Il tema delle armi è centrale anche nell’intervento artistico di H.H. Lim, Origine del dettaglio, risultato di una residenza al Museo delle Civiltà realizzata nel 2016-2017. H.H. Lim indaga le armi e altri oggetti di difesa delle collezioni del museo connettendoli con il processo di creazione artistica. Il conflitto, la lotta diventa tutta interiore e si consuma su una serie di sei tavoli bianchi con frasi incise a bassorilievo, che sfidano e richiamano con la loro apparente neutralità il perenne cercare e ri-cercare del processo creativo. Come afferma l’artista: “Si tratta di una battaglia che si basa sul pensiero, sulla capacità di trovare sempre nuove soluzioni, sulla complessità delle decisioni che ogni artista deve prendere all’interno del proprio studio. L’accostamento degli oggetti del museo con i tavoli crea un dialogo tra elementi molto lontani tra loro, anche nel tempo, ma riesce a stabilire un punto di contatto che reputo davvero interessante”.

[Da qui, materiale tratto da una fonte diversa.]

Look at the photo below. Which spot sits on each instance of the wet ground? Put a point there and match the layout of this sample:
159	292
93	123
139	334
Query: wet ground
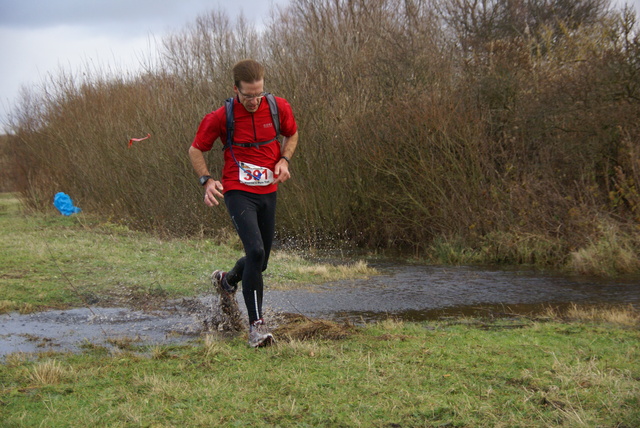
406	292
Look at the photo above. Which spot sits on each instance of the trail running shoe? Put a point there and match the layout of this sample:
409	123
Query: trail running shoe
259	336
220	283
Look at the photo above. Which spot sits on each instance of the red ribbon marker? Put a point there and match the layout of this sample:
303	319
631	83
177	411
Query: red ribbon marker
138	139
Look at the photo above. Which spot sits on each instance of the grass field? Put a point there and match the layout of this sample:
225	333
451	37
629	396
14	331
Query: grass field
575	369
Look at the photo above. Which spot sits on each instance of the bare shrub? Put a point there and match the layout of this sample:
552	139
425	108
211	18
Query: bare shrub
492	124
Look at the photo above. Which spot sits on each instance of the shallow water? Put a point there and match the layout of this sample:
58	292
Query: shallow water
405	292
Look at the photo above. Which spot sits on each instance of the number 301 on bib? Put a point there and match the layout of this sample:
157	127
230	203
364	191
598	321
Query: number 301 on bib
254	175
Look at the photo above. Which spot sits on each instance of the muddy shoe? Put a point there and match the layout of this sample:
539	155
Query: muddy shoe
259	336
219	281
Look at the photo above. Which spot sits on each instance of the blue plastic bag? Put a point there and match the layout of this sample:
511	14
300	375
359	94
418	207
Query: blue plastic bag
63	202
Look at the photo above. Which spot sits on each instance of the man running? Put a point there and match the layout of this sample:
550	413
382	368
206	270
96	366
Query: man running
254	164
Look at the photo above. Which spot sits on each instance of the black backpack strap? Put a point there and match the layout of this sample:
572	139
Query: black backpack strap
228	104
275	116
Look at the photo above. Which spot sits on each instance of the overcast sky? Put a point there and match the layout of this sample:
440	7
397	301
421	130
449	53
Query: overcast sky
42	37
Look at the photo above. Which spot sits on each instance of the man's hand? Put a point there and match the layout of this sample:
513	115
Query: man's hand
212	189
281	171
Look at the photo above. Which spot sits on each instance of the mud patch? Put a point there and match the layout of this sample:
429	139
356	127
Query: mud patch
71	330
299	327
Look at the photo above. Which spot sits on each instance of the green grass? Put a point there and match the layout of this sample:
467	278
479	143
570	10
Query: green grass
461	374
52	261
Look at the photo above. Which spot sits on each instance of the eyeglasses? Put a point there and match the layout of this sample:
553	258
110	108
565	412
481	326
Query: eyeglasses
252	97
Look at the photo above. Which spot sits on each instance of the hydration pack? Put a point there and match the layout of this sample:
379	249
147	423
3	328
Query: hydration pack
273	107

La mostra si inserisce nell’ambito del progetto SWICH – Sharing a World of Inclusion, Creativity and Heritage, che ha la finalità di riflettere sul ruolo dei musei etnografici di fronte alle trasformazioni della società europea in un’ottica multiculturale. Il progetto (novembre 2014 – settembre 2018) ha previsto diverse attività tra cui residenze d’artisti, mostre collaborative, workshop e convegni. Il progetto SWICH è una naturale continuazione di precedenti progetti europei in cui il Museo Pigorini ha attivamente partecipato in qualità di partner e capofila: Ethnography Museums and World Cultures (RIME) and Réseau européen des Associations de Diasporas & Musées d’Ethnographie (READ-ME I & II), incentrati sul futuro dei musei etnografici e sulle pratiche di collaborazione tra musei e diaspore.
Le strutture allestitive della mostra sono state realizzate dalla Falegnameria ed Officina Sociale K_Alma, nata a Roma nel maggio 2017. Un laboratorio partito dal basso, totalmente autofinanziato, che ha cominciato a formare circa venti tra richiedenti asilo ed italiani inoccupati.